Introduction to African History (HIST*2180)
Code and section: HIST*2180*01
Term: Fall 2023
Course Format: 3 x 1 hour lecture/discussions per week
This course will introduce students to the history of Africa through a chronological examination of key themes and topics from the earliest times until the recent post-independence period. Highlighting the interdisciplinary methodology that anchors African history, the course will consider archeological evidence, oral traditions, historical linguistics, and written documents in its examination of the most significant developments of the African past. These developments will include the creation of modern human culture, early state building efforts, the introduction of Christianity and Islam, the Atlantic Slave trade, colonialism and nationalism, and Africa’s relationship with globalization. The course will enable students to develop an understanding of historical factors that have shaped and continue to influence the history of the African continent.
Upon successful completion of this course, student will have learned to:
- be conversant with major themes in the history of Africa.

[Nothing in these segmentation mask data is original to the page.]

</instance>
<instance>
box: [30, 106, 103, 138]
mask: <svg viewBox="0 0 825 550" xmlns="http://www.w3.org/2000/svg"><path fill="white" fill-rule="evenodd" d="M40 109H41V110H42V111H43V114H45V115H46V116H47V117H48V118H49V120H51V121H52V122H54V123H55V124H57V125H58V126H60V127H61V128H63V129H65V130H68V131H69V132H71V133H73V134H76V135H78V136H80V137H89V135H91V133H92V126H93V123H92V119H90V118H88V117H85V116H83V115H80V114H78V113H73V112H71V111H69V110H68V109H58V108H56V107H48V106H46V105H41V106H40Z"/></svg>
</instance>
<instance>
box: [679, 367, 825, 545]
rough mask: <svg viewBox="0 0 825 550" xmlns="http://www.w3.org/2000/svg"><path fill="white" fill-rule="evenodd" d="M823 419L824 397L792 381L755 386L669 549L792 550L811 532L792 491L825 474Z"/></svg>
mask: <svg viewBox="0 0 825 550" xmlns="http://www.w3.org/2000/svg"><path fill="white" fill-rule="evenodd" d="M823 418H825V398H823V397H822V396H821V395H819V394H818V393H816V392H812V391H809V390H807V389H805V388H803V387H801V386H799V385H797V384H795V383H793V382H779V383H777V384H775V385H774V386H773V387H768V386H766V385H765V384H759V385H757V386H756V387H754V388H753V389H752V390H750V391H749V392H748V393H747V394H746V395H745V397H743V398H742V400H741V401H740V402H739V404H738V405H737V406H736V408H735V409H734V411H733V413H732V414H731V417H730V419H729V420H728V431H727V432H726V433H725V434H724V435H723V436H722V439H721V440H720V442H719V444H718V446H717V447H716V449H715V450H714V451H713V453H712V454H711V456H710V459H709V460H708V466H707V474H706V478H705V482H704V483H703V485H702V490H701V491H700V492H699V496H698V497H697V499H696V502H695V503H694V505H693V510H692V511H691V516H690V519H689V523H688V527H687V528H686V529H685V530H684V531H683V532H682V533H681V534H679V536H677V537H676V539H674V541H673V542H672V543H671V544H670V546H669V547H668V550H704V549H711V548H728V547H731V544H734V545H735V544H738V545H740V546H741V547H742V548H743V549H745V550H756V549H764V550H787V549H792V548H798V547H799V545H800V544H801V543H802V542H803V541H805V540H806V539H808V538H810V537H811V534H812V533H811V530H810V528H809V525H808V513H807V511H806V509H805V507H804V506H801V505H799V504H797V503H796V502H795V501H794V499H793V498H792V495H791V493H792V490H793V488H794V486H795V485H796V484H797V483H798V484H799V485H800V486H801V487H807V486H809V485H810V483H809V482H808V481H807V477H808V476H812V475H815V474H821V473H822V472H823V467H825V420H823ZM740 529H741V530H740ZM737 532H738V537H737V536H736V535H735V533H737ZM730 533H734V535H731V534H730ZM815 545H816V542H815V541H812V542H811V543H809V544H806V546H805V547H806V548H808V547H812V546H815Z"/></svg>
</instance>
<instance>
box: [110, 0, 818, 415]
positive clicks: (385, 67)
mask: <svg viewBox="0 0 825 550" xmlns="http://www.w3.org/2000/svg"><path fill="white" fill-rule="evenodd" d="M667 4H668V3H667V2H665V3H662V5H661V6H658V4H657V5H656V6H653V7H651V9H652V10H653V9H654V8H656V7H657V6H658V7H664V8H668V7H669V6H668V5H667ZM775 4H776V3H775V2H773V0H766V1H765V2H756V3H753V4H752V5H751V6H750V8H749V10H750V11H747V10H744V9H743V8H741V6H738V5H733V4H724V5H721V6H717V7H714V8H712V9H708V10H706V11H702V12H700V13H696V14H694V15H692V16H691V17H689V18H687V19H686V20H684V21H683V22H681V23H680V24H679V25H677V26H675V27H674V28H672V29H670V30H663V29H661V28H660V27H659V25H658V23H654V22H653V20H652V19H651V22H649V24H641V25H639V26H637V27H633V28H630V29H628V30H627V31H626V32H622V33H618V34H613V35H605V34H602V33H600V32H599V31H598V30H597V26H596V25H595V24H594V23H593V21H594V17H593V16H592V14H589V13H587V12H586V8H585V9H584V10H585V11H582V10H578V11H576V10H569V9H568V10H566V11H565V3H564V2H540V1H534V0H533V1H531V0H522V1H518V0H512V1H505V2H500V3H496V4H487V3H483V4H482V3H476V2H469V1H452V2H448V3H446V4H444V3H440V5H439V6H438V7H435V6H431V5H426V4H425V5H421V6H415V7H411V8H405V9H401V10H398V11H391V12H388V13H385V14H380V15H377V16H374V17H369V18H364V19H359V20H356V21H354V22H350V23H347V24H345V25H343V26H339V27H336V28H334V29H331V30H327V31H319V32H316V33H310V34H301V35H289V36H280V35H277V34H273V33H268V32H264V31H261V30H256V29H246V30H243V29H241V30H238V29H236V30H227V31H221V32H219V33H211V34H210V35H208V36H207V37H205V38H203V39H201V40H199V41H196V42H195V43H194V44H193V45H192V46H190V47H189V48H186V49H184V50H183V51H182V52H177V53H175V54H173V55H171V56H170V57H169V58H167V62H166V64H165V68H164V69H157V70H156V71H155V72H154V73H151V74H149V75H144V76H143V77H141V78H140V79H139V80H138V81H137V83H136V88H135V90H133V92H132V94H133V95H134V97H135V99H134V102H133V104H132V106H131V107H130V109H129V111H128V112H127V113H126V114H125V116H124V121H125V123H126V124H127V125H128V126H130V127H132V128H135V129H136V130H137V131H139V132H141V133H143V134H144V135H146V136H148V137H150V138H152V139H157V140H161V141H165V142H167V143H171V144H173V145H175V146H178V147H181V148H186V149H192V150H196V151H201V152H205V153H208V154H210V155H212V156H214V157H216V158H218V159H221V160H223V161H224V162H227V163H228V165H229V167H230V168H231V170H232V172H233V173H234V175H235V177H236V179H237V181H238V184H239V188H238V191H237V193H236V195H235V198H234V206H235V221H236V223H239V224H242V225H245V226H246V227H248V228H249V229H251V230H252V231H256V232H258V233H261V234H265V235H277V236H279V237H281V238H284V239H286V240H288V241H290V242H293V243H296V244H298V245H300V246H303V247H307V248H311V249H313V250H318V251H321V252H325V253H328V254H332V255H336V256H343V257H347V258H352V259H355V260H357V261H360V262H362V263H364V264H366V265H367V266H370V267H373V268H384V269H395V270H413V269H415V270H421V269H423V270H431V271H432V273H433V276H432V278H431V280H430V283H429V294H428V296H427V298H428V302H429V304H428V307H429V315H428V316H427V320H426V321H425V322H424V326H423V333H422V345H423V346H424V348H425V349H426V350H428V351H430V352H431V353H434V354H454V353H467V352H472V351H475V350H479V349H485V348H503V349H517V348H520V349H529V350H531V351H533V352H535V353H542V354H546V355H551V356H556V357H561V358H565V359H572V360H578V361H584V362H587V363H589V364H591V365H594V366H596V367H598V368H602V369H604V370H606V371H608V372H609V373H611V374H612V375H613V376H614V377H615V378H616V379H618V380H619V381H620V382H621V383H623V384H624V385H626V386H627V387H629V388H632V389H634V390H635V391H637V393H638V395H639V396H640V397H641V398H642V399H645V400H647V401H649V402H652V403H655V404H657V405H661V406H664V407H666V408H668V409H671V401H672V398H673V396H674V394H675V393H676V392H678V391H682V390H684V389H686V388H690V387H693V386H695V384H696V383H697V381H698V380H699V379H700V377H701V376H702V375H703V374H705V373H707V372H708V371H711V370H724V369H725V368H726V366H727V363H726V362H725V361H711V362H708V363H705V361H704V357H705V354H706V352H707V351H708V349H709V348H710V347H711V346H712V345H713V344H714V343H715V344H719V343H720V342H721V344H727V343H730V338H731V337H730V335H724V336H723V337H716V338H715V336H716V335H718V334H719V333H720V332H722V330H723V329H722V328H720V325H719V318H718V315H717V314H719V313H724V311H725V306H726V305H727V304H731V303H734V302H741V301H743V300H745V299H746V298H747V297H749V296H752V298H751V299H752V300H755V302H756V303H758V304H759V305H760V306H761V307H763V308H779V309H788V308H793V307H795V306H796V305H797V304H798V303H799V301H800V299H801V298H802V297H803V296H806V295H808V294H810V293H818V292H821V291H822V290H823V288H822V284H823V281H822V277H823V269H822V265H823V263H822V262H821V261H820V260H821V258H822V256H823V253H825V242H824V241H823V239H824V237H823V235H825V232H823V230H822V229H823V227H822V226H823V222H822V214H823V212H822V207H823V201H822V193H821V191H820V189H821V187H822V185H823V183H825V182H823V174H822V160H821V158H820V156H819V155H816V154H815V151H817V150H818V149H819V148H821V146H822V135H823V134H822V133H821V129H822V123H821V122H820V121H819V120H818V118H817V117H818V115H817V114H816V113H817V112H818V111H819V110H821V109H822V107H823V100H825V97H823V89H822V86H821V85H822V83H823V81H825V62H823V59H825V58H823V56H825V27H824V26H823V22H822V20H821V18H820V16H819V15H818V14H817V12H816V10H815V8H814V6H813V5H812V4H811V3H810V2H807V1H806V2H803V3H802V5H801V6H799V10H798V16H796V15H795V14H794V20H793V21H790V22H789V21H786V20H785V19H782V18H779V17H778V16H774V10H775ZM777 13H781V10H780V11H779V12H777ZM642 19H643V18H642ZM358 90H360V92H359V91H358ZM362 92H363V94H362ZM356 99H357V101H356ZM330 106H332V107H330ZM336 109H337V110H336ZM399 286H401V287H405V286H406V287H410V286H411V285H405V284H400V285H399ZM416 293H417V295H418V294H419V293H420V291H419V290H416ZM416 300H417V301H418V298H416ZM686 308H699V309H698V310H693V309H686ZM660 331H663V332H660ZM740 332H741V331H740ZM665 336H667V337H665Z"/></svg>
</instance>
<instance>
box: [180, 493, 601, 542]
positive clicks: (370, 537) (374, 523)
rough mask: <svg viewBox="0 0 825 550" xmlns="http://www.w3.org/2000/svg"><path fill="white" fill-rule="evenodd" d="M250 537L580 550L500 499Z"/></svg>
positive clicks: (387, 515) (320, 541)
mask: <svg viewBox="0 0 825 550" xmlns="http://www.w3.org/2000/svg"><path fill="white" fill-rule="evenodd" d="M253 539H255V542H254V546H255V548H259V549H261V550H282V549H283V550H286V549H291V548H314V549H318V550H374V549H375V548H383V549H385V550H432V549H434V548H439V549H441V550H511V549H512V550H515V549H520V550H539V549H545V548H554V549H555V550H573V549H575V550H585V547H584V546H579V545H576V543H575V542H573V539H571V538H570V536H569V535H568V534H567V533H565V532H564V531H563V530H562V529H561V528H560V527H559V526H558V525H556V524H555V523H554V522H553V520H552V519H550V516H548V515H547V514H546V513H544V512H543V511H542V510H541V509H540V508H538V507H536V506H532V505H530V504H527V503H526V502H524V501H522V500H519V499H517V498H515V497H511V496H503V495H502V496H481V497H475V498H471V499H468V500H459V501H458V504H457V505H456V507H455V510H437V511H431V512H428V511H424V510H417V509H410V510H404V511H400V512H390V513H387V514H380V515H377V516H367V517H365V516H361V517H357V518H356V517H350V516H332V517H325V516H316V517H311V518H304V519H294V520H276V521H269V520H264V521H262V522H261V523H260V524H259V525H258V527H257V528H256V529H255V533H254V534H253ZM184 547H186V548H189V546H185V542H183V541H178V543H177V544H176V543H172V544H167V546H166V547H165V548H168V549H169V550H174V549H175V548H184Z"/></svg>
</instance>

- examine and apply African perspectives to the historical scholarship on the experiences of the continent.
- critically analyze and synthesize information about Africa from extant sources.
- develop writing and oral presentation skills.
- distinguish between and evaluate primary and secondary source evidence in historical analysis of the history of Africa.
Method of Evaluation and Weights:
- 10% - Quiz
- 20% - Group presentation
- 20% - Midterm exam
- 20% - Essay proposal and annotated bibliography (including primary sources)
- 30% - Essay.
- Robert Harms, Africa in Global History with Sources (W.W. Norton & Company, 2018)
- Christopher Ehret, The Civilizations of Africa: A history to 1800 (University of Virginia Press 2002) [available via OMNI]
*Please note: This is a preliminary website description only. The department reserves the right to change without notice any information in this description. The final, binding course outline will be distributed in the first class of the semester.